Dans Meditarte, tu proposes une méthode de méditation contemplative à travers l’art. Quel type de transformation personnelle espères-tu que le lecteur expérimente en le parcourant ?
« Meditarte » est une méthode puissante capable d’aider ceux qui font l’expérience de sa lecture à se sentir bien. La pratique de la méditation contemplative offre de multiples bénéfices allant de la capacité à nous détendre, à organiser nos émotions ou à améliorer notre concentration, jusqu’à développer notre créativité et ainsi se connecter avec notre véritable être.
Le livre est structuré en sept blocs symboliques — eau, terre, feu, air, métal, bois et vide — chacun associé à une œuvre d’art. Comment cette structure est-elle née et quel rôle jouent ces éléments ?
Une des priorités était que, malgré le développement d’idées sophistiquées ou élevées, le livre soit facilement accessible à tout le monde, indépendamment des connaissances préalables en art ou en méditation.
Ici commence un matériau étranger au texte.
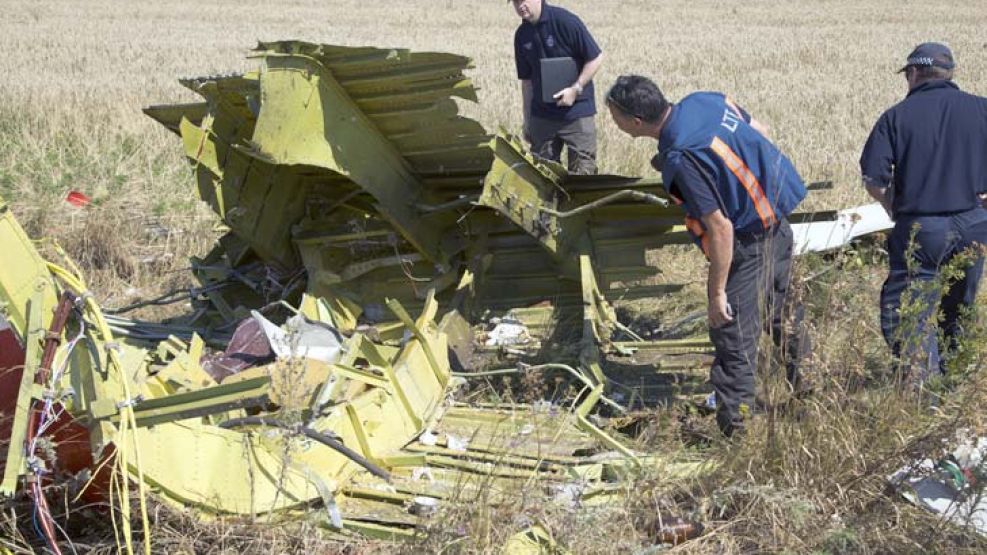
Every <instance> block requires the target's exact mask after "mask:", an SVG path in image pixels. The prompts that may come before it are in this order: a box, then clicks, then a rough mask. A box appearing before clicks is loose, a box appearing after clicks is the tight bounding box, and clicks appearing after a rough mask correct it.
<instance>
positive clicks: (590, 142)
mask: <svg viewBox="0 0 987 555" xmlns="http://www.w3.org/2000/svg"><path fill="white" fill-rule="evenodd" d="M528 133H529V135H530V138H531V151H532V152H533V153H534V154H535V155H537V156H540V157H542V158H547V159H549V160H555V161H556V162H561V161H562V148H563V147H566V148H567V149H568V151H569V154H568V167H569V173H575V174H583V175H588V174H595V173H596V172H597V169H596V122H595V121H594V117H593V116H587V117H585V118H579V119H577V120H573V121H556V120H550V119H544V118H539V117H535V116H531V119H530V120H529V121H528Z"/></svg>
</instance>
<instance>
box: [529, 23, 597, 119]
mask: <svg viewBox="0 0 987 555" xmlns="http://www.w3.org/2000/svg"><path fill="white" fill-rule="evenodd" d="M536 26H537V29H536ZM539 39H540V40H539ZM539 42H540V44H541V48H539ZM600 52H601V51H600V47H599V46H598V45H597V44H596V41H595V40H593V36H592V35H590V34H589V30H588V29H586V25H585V24H583V22H582V20H580V19H579V18H578V17H576V15H575V14H573V13H572V12H570V11H568V10H565V9H563V8H557V7H555V6H550V5H548V4H547V3H542V12H541V17H539V18H538V23H537V24H536V25H532V24H531V23H528V22H527V21H522V22H521V25H520V26H518V28H517V31H515V33H514V61H515V62H516V63H517V76H518V79H522V80H528V79H530V80H531V84H532V85H533V86H534V94H533V95H532V99H531V114H532V115H534V116H537V117H542V118H546V119H553V120H564V121H572V120H576V119H579V118H584V117H587V116H592V115H594V114H596V99H595V96H594V94H593V82H592V81H590V82H589V83H587V84H586V86H585V87H583V92H582V94H580V95H579V97H577V98H576V102H575V104H573V105H572V106H569V107H559V106H556V105H555V104H554V103H553V104H547V103H545V102H542V99H541V72H540V71H539V62H538V60H540V59H541V58H562V57H571V58H573V59H575V60H576V65H578V66H579V68H580V71H582V68H583V66H585V65H586V62H589V61H591V60H595V59H596V57H597V56H599V55H600Z"/></svg>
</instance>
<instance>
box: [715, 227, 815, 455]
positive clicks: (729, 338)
mask: <svg viewBox="0 0 987 555" xmlns="http://www.w3.org/2000/svg"><path fill="white" fill-rule="evenodd" d="M791 269H792V228H791V227H790V226H789V225H788V222H787V221H782V222H781V223H780V224H779V225H777V226H775V227H774V228H772V229H770V230H767V231H764V232H758V233H749V234H743V233H738V234H736V235H735V237H734V244H733V262H732V263H731V265H730V273H729V275H728V276H727V301H728V302H729V303H730V306H731V308H733V321H731V322H730V323H728V324H726V325H724V326H721V327H719V328H710V330H709V337H710V340H712V342H713V346H714V347H715V349H716V358H715V359H714V360H713V366H712V367H711V368H710V372H709V375H710V381H711V382H712V383H713V389H714V391H715V392H716V422H717V424H719V426H720V430H722V431H723V433H724V434H726V435H727V436H730V435H732V434H733V433H734V432H735V431H737V430H738V429H742V428H743V426H744V418H745V416H747V415H748V414H749V413H750V412H751V411H753V410H754V387H755V371H756V368H757V351H758V343H759V341H760V338H761V331H762V330H763V329H767V330H768V332H769V333H770V334H771V336H772V340H773V341H774V343H775V345H776V346H777V347H780V348H782V354H783V356H784V358H785V364H786V371H787V377H788V380H789V382H790V383H791V385H792V387H793V388H797V387H798V379H799V363H800V361H801V360H802V358H803V357H804V356H806V355H807V354H808V352H809V350H810V344H809V340H808V337H807V334H806V333H805V330H804V329H803V327H802V313H803V310H802V307H801V306H795V305H794V303H790V302H789V300H788V287H789V282H790V281H791ZM788 320H791V322H788ZM786 324H790V325H786Z"/></svg>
Avec cette structure des sept blocs, on a réussi à créer une œuvre très plaisante et agréable à lire ; presque comme s’il s’agissait d’un jeu vidéo auquel le lecteur devait jouer, apprenant des compétences et connectant avec les idées et concepts que chaque bloc entrelace de manière presque poétique.
Tu as choisi des œuvres très spécifiques pour chaque bloc, de Van Gogh à Hokusai. Qu’est-ce qui t’a amené à sélectionner ces œuvres plutôt que d’autres ? Que cherchais-tu à évoquer ?
Chaque élément est connecté, avec une grande intention, à une œuvre d’art ainsi qu’aux enseignements des grandes écoles de méditation universelles. Il s’agit d’une sélection très soignée et surprenante. Par exemple, le premier bloc, le plus fondamental, nous rapproche de la technique de la respiration, en la comparant de manière métaphorique au rythme sédatif des vagues de la mer. Il y a beaucoup de suggestions cachées dans le livre. Rien n’a été laissé au hasard.
“Ce que propose Meditarte est une méthodologie actualisée à la réalité des personnes qui vivent au XXIe siècle, des temps où il n’est pas si simple de trouver une pause ou le silence.”
Dans le bloc dédié au feu, tu parles d’accepter l’imperfection à travers le haïku ou la céramique raku. Penses-tu que nous vivons dans une culture trop obsédée par la perfection ?
Sans aucun doute. Beaucoup pensent que les mythes appartiennent au passé, mais nous vivons aujourd’hui immergés dans une société guidée par une grande idéalisation. La publicité, l’intelligence artificielle ou les algorithmes qui nous dominent nous transmettent des modèles de perfection impossibles. Nous ne pouvons pas ignorer que l’imperfection et la souffrance sont des aspects réels de nos vies et que nous devons apprendre à vivre avec cela de la manière la plus confortable.
Dans le chapitre du vide, tu mentionnes Agnes Martin et sa recherche de beauté sereine. Quelle place le silence a-t-il dans ta pratique personnelle et dans la méthode que tu proposes ?
Le silence est fondamental pour pouvoir nous écouter nous-mêmes, mais nous ne devons pas nous obséder à fuir vers un lieu parfait. Il y aura toujours un peu de bruit ou de gêne. La clé est de savoir identifier ces moments de grand tumulte intérieur pour, intuitivement, être capables de mettre en pratique toutes ces compétences qui vont nous aider à nous apaiser.